Economically, it’s good news for the US that consumers and businesses will not have to pay the price of more or higher tariffs. However, for financial stock and bond markets, which have been soaring recently, it could put a pause on the rally. That’s because markets are fully pricing in an interest rate cut by the Federal Reserve at its meeting at the end of July. Some traders are even expecting policymakers to cut rates by 50 basis points, or 0.5 percentage point. (The Fed usually changes its rate in 25-basis-point increments.)

Traders’ bets on an interest rate cut were emboldened by Fed chairman Jerome Powell saying earlier this month that policymakers are watching developments in trade disputes closely, and that they were ready to take action if the economic outlook didn’t improve. This message helped push the S&P 500 to an all-time high (paywall). In fact, the gains for the US benchmark index in June were the best for a June since 1955, according to Howard Silverblatt, a senior index analyst at S&P Dow Jones Indices.

While the central bank rate-setting committee considers more than just trade policy—inflation and employment data published over the next few weeks are incredibly important—the trade truce slightly reduces the pressure to take action. It certainly limits the prospects of a 50-basis-point cut.
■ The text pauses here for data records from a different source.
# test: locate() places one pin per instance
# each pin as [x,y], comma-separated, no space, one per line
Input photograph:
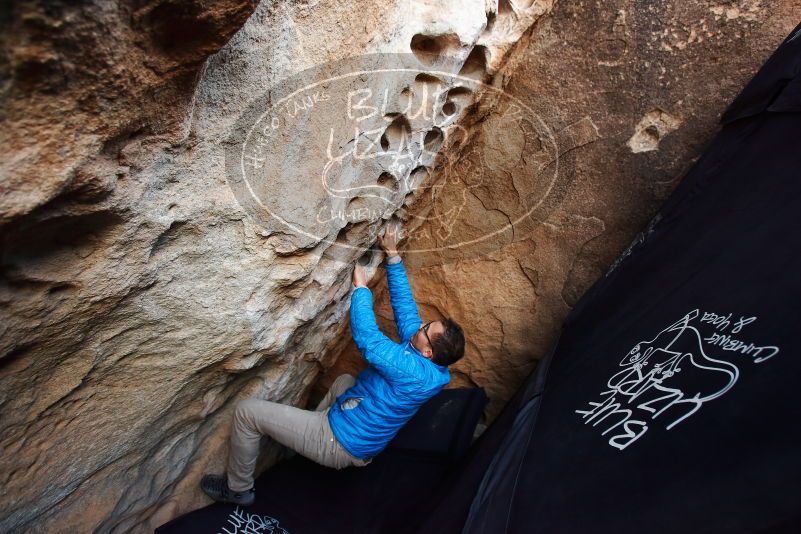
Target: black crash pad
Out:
[671,402]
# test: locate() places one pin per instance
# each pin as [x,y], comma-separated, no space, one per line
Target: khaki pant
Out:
[304,431]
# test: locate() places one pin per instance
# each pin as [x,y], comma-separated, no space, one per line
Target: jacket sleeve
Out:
[379,351]
[404,308]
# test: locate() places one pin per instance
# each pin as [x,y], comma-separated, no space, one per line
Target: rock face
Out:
[629,93]
[141,294]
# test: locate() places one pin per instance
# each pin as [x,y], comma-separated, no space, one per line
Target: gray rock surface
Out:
[141,294]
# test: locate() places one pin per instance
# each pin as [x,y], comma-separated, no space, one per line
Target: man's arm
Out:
[407,318]
[377,349]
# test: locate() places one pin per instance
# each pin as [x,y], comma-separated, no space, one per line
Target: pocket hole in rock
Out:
[430,48]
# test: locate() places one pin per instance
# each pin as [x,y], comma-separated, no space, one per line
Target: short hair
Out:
[448,346]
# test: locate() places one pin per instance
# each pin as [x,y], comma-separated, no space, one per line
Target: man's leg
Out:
[338,387]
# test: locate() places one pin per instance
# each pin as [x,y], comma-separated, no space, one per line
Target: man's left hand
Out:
[359,276]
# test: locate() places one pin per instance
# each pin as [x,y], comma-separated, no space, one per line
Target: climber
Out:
[358,416]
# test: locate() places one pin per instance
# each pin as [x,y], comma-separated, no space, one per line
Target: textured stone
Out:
[140,302]
[630,92]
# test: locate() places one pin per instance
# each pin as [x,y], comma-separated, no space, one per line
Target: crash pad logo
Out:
[333,153]
[667,379]
[242,522]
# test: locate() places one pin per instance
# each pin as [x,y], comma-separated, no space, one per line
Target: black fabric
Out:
[671,401]
[299,496]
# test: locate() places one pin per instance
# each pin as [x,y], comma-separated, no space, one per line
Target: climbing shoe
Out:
[216,487]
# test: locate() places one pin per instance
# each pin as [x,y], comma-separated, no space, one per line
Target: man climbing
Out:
[359,416]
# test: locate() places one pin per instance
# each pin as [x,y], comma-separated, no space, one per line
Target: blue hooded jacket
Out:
[398,380]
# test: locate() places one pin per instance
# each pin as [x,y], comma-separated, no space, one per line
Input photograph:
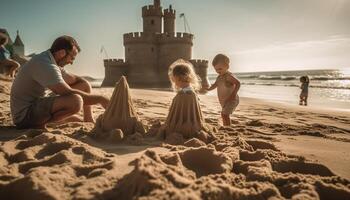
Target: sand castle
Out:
[148,54]
[120,118]
[16,47]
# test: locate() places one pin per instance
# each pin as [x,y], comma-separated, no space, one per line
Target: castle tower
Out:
[152,18]
[18,46]
[169,20]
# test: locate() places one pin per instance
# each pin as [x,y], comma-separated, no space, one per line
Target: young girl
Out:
[183,77]
[304,90]
[185,116]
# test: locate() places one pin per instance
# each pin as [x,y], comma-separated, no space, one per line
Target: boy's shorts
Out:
[38,113]
[229,107]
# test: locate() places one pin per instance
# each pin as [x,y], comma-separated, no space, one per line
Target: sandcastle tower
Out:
[16,47]
[148,54]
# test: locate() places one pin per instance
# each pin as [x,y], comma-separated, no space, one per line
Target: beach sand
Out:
[271,151]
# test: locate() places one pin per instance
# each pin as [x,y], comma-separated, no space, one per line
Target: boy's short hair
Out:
[64,42]
[3,39]
[221,58]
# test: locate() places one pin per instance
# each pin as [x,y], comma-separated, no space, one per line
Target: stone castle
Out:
[149,54]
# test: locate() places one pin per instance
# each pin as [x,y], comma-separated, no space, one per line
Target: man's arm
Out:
[237,84]
[89,99]
[72,79]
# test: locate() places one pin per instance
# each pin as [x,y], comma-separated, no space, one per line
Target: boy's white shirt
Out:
[186,89]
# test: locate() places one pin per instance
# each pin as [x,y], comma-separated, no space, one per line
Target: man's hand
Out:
[104,101]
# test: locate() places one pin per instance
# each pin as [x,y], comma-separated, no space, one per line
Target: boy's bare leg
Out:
[65,107]
[86,87]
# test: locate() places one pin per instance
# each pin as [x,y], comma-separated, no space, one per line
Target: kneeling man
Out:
[30,108]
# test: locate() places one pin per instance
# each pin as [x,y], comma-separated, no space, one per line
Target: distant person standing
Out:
[7,65]
[304,90]
[227,86]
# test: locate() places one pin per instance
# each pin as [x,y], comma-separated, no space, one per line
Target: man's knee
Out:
[76,102]
[85,86]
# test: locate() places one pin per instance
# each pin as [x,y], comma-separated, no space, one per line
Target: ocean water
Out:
[327,88]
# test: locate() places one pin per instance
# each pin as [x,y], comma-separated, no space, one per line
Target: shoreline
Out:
[266,143]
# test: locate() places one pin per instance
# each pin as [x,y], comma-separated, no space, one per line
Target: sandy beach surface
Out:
[271,151]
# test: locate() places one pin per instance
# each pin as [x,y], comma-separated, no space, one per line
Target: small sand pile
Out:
[51,166]
[120,118]
[185,120]
[262,172]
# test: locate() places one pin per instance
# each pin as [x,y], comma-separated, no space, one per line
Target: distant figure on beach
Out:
[304,90]
[227,87]
[30,108]
[8,66]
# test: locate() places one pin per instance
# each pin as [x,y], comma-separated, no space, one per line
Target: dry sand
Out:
[272,151]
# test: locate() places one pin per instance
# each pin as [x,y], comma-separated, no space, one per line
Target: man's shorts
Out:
[38,113]
[229,107]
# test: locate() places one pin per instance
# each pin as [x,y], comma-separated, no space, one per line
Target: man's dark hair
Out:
[221,58]
[3,38]
[64,42]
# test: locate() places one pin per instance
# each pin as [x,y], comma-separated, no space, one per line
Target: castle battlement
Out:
[114,63]
[148,54]
[138,37]
[176,37]
[169,12]
[152,10]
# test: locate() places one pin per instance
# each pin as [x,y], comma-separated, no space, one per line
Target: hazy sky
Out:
[258,35]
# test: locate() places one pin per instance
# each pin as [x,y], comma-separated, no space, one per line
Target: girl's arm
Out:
[213,86]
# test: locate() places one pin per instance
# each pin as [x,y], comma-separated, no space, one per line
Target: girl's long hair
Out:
[185,72]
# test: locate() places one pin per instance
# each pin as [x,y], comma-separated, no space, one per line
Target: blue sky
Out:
[258,35]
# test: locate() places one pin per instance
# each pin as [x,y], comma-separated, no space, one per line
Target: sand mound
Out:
[204,173]
[185,117]
[228,168]
[51,166]
[120,114]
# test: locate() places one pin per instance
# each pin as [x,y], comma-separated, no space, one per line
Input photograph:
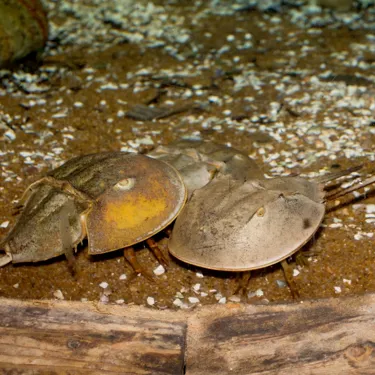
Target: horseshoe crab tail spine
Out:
[333,176]
[336,194]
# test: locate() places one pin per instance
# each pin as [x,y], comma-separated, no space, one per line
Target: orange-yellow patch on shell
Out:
[134,210]
[126,215]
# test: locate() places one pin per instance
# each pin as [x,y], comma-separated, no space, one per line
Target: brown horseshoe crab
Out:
[246,224]
[114,199]
[199,161]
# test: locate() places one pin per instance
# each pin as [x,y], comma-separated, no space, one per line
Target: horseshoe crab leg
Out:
[130,256]
[291,284]
[243,282]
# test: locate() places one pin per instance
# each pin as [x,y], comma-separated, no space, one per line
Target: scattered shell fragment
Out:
[159,270]
[58,294]
[151,301]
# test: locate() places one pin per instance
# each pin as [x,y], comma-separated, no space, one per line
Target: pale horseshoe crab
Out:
[246,224]
[114,199]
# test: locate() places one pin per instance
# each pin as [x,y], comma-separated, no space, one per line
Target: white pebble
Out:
[295,272]
[151,301]
[193,300]
[335,225]
[10,134]
[178,302]
[103,285]
[159,270]
[234,299]
[4,224]
[58,294]
[196,287]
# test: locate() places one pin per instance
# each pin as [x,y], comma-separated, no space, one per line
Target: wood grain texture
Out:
[334,336]
[73,338]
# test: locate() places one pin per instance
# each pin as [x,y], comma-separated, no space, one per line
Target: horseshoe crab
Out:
[199,161]
[246,224]
[112,198]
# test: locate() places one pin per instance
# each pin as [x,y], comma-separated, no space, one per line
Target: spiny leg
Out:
[153,246]
[130,256]
[243,282]
[291,284]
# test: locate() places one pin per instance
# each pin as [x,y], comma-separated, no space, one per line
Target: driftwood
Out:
[333,336]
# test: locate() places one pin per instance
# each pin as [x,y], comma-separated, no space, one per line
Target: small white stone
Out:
[10,134]
[222,300]
[179,295]
[193,300]
[335,225]
[4,224]
[151,301]
[58,294]
[178,302]
[103,285]
[196,287]
[234,299]
[358,236]
[159,270]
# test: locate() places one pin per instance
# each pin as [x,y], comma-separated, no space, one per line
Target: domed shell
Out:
[147,197]
[113,198]
[231,225]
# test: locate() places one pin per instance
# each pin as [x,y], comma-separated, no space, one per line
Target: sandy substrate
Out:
[292,85]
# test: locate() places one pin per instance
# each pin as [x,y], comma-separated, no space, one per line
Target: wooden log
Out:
[77,338]
[333,336]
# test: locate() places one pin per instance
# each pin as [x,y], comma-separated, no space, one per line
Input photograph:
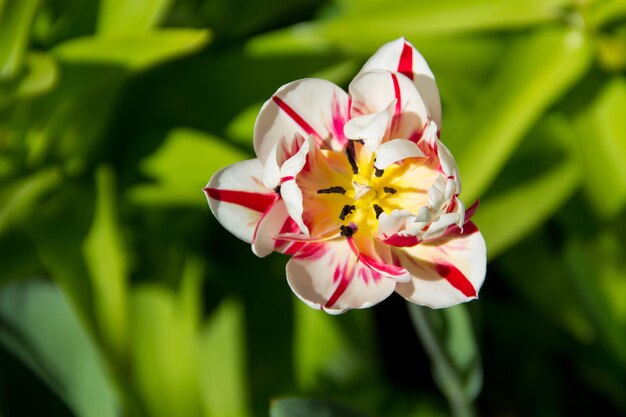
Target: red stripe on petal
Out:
[398,94]
[469,228]
[254,201]
[456,279]
[339,121]
[295,117]
[341,274]
[471,210]
[382,268]
[405,65]
[402,241]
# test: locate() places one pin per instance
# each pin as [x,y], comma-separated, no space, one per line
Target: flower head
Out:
[358,189]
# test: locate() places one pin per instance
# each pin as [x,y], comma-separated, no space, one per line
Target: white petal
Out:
[370,128]
[392,223]
[445,272]
[238,198]
[327,276]
[396,150]
[373,91]
[270,225]
[308,107]
[448,164]
[292,196]
[437,193]
[292,166]
[400,56]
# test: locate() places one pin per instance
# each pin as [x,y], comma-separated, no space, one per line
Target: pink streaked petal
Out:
[378,258]
[456,230]
[396,150]
[328,276]
[238,198]
[307,107]
[370,128]
[445,272]
[283,151]
[292,196]
[284,246]
[402,240]
[270,225]
[373,91]
[400,56]
[298,237]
A repricing of policy expectations by investors could take some of the wind out of the market rally.

David Page, senior economist at AXA Investment Managers, wrote in a note today:

“While the Fed is likely to provide additional accommodation to offset the effects of trade uncertainty on US sentiment, it is likely to want to wean markets from expectations for four cuts over the coming year. With today’s upbeat news likely to reduce some of the downside risks, we forecast just two cuts this year.”

Of course, we’ve been here before, with a trade truce, a period of calm, and then a sudden escalation by Trump. That could happen again. Also, the current agreement doesn’t roll back any of the tariffs that are already in place. Given the highs of the US stock market—a metric important to Trump—there’s less pressure on the US administration to ease off of China. In all, large uncertainty still remains about US trade policy, which will be enough for many investors to cling to their bets that a rate cut is still coming, if not in July then in September, which could keep markets buoyant for longer. As traders weigh the economic good news against expectations for the Fed’s policy, markets might end up doing very little when they open on Monday.